Giriş eyvanının avluya bakan sivri kemer gözü, yarı dairesel profilli kaval silmelerle çerçeve içine alınmış; kemer köşeliklerine de, yatay düzlemde çerçeveden ayrılan düğümlü gövdeleriyle kemerin kilit taşının üzerinde ve kaval silmelerin oluşturduğu düğüme yönelmiş sivri dişli ve küçük kulaklı iki ejder tasviri kabartması işlenmiştir. Giriş eyvanıyla dahil olunan avlu, kuzey-güney yönünde uzanan dikdörtgen planlı geniş bir alandır; doğu ve batı kanatları, kapalı ve yarı-açık mekânlarla çevrilidir. Batı kanadı, kare planlı ayaklar üzerine oturan ve çift sıra sivri kemerlerle birbirine bağlantılı revaklı bir galeri halinde tasarlanmıştır; sivri kemer gözleri halinde avluya açılan yarı-açık mekânlar, sivri beşik tonozlarla örtülüdür. Buna karşılık, avlunun doğu kanadında birbirine bitişik ve üzeri sivri beşik tonozlarla örtülü altı oda yer alır. Avlunun güney-batı köşesindeki tek kollu ve sahanlıklı taş bir merdiven, zemin kat ile çatıyı irtibatlandırmaktadır. Sıkıştırılmış toprak olduğu bilinen özgün çatı kaplaması, 1958-1962 yılları arasında yapılan onarımlardan sonra kaldırılmış ve kesme taşla malzemeyle yenilenmiştir.
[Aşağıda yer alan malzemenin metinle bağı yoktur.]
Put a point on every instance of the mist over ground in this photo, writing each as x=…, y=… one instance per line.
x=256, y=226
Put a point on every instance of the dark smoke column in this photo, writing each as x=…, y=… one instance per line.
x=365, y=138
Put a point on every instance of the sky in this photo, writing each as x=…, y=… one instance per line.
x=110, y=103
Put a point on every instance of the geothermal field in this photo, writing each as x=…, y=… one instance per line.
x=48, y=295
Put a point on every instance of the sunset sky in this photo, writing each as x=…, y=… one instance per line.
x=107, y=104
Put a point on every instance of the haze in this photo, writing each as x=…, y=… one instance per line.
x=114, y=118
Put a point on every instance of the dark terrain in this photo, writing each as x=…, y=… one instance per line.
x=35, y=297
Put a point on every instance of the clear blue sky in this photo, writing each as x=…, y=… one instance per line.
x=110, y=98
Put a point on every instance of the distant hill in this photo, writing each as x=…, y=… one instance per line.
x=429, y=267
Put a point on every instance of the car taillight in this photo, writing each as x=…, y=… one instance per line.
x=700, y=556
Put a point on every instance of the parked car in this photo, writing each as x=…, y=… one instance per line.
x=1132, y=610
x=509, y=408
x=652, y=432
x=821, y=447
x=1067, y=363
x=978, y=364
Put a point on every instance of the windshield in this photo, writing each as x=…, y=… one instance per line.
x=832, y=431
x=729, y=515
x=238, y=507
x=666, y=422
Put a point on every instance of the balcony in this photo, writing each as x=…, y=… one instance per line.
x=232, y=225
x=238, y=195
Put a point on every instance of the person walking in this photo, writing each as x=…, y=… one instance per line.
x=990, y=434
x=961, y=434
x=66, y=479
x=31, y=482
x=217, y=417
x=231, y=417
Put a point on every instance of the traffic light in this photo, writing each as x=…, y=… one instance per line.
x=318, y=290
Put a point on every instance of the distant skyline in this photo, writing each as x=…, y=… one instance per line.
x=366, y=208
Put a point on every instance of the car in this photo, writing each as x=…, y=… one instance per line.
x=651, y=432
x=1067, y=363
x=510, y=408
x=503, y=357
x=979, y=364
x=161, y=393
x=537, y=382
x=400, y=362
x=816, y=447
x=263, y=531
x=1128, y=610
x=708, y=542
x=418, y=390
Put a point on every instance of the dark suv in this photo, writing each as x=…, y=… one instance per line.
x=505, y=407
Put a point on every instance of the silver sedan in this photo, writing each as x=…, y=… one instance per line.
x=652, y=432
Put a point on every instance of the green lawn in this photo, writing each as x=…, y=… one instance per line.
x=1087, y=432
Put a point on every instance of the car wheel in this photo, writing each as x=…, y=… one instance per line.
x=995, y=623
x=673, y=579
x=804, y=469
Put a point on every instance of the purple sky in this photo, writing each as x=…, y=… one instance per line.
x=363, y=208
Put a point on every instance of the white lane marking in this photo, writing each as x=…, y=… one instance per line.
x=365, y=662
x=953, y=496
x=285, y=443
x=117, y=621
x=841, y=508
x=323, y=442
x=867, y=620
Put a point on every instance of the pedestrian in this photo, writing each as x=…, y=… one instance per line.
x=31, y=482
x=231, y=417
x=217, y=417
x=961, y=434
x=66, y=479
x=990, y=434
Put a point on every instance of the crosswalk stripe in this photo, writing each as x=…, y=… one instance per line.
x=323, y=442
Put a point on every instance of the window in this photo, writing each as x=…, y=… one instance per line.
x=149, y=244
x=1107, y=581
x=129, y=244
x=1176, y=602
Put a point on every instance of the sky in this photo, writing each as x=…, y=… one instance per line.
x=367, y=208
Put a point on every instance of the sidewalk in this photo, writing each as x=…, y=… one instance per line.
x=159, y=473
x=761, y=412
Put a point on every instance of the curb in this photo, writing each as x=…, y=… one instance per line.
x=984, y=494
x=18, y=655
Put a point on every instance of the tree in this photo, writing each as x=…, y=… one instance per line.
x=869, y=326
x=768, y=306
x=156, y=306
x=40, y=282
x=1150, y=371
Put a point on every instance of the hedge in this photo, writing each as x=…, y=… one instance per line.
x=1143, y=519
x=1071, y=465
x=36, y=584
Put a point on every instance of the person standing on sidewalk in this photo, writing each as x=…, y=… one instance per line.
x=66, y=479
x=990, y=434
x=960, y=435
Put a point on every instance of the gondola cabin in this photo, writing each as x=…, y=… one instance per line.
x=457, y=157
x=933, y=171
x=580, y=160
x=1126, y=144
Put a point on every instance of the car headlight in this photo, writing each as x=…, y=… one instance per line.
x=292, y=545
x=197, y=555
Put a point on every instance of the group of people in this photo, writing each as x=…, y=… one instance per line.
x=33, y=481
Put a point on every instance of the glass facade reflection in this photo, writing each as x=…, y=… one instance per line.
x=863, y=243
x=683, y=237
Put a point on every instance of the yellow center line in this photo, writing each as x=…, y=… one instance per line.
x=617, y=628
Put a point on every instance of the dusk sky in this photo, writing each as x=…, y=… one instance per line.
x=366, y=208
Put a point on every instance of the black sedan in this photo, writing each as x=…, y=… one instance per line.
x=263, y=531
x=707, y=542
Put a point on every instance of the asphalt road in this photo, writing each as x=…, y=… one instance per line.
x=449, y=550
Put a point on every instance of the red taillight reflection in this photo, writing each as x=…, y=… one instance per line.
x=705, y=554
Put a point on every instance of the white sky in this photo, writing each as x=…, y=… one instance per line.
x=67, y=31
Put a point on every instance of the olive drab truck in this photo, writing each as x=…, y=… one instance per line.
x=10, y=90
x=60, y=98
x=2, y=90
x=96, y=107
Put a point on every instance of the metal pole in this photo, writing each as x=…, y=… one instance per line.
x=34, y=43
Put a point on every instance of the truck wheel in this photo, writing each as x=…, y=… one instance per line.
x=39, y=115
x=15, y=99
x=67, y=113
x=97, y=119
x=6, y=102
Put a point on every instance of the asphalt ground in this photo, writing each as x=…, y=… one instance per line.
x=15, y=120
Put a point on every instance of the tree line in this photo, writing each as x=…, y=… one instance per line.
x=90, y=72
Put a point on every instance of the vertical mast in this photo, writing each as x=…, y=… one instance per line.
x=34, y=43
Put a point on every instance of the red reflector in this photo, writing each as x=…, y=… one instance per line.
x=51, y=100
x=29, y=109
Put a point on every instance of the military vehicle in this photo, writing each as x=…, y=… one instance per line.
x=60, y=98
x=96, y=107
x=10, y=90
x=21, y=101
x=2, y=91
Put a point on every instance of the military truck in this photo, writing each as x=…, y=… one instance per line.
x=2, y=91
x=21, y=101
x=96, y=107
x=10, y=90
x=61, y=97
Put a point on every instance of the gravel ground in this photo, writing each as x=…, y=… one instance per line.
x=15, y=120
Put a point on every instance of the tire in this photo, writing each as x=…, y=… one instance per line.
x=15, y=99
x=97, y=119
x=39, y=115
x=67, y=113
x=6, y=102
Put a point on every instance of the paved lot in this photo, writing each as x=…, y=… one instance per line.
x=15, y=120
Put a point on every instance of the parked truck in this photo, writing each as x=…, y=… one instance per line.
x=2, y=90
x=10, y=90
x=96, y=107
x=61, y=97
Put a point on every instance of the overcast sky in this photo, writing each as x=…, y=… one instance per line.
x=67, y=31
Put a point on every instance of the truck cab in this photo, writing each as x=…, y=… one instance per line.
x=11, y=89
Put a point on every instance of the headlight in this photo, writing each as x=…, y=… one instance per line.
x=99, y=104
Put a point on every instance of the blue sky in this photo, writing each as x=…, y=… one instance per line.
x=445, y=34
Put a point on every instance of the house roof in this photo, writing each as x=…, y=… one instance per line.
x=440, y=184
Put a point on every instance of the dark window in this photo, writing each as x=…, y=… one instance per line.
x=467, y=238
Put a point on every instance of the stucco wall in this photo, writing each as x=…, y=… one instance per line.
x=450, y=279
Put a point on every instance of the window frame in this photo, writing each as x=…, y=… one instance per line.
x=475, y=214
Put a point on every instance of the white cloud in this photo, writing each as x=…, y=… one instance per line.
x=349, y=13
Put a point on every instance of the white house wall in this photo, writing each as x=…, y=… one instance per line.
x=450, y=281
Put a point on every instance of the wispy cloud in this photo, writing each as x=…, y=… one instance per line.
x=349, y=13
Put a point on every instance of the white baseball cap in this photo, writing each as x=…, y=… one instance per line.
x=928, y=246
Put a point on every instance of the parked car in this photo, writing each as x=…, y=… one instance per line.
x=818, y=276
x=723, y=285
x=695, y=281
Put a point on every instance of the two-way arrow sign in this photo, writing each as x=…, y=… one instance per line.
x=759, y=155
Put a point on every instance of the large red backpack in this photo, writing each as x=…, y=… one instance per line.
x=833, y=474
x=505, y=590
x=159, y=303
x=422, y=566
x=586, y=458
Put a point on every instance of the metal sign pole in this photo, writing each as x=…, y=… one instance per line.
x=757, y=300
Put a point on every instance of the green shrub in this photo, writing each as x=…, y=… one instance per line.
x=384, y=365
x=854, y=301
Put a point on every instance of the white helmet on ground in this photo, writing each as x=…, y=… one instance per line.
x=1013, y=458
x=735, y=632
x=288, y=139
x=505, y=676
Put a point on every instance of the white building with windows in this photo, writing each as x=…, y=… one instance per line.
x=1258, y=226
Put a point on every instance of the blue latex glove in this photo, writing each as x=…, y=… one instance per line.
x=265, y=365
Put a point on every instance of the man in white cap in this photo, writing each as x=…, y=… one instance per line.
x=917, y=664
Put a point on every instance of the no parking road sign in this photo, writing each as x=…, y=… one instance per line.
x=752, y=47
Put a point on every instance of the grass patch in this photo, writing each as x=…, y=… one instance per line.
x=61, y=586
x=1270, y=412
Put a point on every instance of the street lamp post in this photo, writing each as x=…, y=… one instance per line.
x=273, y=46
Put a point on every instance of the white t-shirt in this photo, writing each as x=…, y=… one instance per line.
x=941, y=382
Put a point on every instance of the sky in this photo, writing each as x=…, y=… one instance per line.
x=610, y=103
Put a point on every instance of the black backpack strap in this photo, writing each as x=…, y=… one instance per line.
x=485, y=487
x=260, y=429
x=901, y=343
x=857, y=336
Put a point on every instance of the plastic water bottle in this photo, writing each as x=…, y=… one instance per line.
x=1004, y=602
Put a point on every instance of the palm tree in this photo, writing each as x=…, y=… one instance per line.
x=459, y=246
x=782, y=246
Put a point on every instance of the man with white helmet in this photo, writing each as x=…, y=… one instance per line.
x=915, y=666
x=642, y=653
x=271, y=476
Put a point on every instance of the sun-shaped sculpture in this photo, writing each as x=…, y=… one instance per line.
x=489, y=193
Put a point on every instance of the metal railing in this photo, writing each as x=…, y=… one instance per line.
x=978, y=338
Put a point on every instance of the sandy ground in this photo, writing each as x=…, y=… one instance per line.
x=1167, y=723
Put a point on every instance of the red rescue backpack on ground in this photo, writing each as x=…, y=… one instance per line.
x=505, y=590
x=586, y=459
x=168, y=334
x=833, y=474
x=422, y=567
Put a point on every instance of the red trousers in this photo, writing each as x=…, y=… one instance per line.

Hanın kuzey kanadını oluşturan kapalı/barınak bölümünün taçkapısı, avluya bakan cephesinin ortasındaki dışa taşkın ve cephe duvarlarını aşarak yükselen dikdörtgen bir kütle halinde tasarlanmıştır; onarımlar sonucu büyük ölçüde yenilenmiştir. Taçkapı nişi, genişlik ve profilleri farklı geometrik bezemeli altı bordürle yanlardan ve üstten çerçeve içine alınmış ve sivri kemer gözü halinde cepheye açılan bir eyvandan ibarettir. Taçkapı nişini örten tonoz, yanlarda mukarnaslı birer konsola, ön köşelerde ise zar başlıklı silindirik birer sütunceye oturur. Kapı açıklığı üzerindeki alınlıkta yer alan kitâbesi, yarım yıldız oymalarla çerçeve içine alınmıştır.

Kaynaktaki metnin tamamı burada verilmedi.